Ia mengatakan, peluncuran program-program tersebut bertujuan mengajak masyarakat di desa-desa sekitar TNLL untuk ikut mengamankan sekaligus melestarikan kawasan hutan konservasi yang menjadi habitat hewan langka, seperti Anoa, Tarsius, dan Barirusa tersebut.

Dengan adanya pekerjaan tetap semacam ini, katanya, mereka yang bermukim di sekitar TNLL dapat menghindari diri dari pembukaan hutan untuk kepentingan lahan pertanian dan perkebunan, atau ikut terlibat bersama para cukong mengeksploitasi kayu di kawasan TNLL.

Widagdo juga mengatakan, pihaknya pada tahun anggaran 2008 memprogramkan pemberdayaan ekonomi bagi masyarakat pada tiga desa lagi di sekitar TNLL, yakni Toro dan Namo di Kecamatan Kulawi (Kabupaten Donggala) serta Wuasa di Kecamatan Lore-Utara (Kabupaten Poso).

"Kegiatan yang diluncurkan itu akan disesuaikan dengan kondisi kebutuhan masyarakat di masing-masing desa, namun besaran kegiatannya memperhatikan alokasi dana yang tersedia," katanya.

Total desa yang berada di sekitar kawasan TNLL tercatat sebanyak 69 buah. TNLL sendiri memiliki luas 217.000 hektar dan berada di tengah wilayah perbatasan Kabupaten Donggala dan Kabupaten Poso.

Hamparan hutan yang masih perawan di TNLL sudah ditetapkan sebagai kawasan "Biospare" oleh UNESCO sejak tahun 1977, karena menyimpan ribuan spesies tumbuhan langka serta ratusan jenis satwa endemik Sulawesi.

Menjawab pertanyaan, Widagdo mengatakan program-program yang diluncurkan Dephut tersebut sangat besar pengaruhnya bagi percepatan peningkatan taraf hidup masyarakat sekitar TNLL, selain meningkatkan kepedulian mereka ikut bertanggung jawab mengamankan kawasan hutan.

Ia mencontohkan, masyarakat yang berdomisili pada sekitar Danau Lindu di "Kecamatan Konservasi" yang baru diresmikan itu, hingga saat ini sangat peduli dengan kelestarian kawasan hutan.

Bahkan, katanya, apabila ada warga di sebuah desa yang terbukti merambah hutan atau memburu satwa langka, mereka dikenakan sanksi oleh dewan adat setempat.

Selain memberdayakan ekonomi masyarakat, Dephut dalam menjaga kelestarian TNLL juga setiap tahunnya merekrut tenaga pengamanan masyarakat (PAM) partisipatif dari desa sekitar, dan mereka ini diberikan insentif uang secukupnya.

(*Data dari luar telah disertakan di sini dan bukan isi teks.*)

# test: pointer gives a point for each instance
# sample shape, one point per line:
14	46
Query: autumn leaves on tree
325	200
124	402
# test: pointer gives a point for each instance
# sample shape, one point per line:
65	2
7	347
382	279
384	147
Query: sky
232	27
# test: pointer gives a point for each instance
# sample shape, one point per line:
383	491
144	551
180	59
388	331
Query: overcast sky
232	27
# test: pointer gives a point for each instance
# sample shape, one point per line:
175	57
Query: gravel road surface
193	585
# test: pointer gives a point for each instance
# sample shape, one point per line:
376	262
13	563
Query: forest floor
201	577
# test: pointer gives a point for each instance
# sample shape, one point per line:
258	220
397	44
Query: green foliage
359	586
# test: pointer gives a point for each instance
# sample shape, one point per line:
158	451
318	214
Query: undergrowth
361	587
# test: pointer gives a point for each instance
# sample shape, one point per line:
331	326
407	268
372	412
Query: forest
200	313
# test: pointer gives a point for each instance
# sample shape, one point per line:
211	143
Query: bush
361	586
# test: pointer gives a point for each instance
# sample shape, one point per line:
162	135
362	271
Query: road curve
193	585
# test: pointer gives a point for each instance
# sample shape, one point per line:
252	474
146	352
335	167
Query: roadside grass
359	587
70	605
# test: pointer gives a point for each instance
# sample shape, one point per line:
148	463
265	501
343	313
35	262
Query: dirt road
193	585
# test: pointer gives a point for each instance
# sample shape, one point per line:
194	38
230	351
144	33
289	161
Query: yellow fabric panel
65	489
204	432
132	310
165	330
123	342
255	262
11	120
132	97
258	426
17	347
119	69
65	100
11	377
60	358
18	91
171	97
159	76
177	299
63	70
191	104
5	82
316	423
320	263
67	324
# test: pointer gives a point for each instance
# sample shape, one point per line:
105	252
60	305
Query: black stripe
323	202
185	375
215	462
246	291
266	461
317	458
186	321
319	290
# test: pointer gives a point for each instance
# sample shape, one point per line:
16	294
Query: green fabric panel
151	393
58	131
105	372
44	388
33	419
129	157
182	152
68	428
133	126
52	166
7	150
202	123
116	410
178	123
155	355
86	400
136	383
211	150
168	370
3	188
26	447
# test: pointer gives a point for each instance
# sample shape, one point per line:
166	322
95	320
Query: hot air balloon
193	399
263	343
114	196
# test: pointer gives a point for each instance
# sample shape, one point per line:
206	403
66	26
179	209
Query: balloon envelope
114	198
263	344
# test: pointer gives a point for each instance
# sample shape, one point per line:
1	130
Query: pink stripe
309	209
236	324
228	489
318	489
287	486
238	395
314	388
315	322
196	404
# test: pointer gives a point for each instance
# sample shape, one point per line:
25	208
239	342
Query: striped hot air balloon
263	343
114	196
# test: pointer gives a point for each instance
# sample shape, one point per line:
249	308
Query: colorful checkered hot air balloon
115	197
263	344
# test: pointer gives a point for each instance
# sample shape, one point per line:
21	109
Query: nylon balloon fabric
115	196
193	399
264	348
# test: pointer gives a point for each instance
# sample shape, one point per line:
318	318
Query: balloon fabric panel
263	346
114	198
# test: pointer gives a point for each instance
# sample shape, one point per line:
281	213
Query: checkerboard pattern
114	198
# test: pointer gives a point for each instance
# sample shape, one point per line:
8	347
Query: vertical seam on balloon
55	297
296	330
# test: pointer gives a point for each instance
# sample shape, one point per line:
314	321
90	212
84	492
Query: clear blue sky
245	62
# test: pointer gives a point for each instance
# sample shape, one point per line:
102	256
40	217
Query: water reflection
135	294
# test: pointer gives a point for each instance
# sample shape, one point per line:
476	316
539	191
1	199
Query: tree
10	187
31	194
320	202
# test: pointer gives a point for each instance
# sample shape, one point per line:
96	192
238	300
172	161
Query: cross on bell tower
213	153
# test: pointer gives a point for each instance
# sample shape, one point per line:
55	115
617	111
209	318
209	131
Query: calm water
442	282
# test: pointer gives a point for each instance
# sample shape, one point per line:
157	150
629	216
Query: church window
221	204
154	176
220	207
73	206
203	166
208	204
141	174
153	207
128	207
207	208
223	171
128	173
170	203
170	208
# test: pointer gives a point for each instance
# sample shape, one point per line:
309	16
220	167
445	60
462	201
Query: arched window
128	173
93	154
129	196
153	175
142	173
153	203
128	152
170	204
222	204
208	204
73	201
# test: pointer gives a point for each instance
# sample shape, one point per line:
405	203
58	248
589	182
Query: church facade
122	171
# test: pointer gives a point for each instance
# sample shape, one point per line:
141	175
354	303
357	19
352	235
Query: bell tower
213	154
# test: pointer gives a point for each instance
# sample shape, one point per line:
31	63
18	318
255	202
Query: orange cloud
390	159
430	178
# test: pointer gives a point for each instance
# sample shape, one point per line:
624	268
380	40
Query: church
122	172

Hingga kini sudah ada sekitar 40 tenaga PAM partisipatif yang direkrut dari sejumlah desa di sekitar kawasan TNLL.

Menurut dia, tugas pokok PAM partisipatif mirip tenaga intelijen, yaitu memberikan informasi segera ke pos penjagaan, sekaligus juga sebagai tenaga penyuluh membantu para petugas Polhut di lapangan.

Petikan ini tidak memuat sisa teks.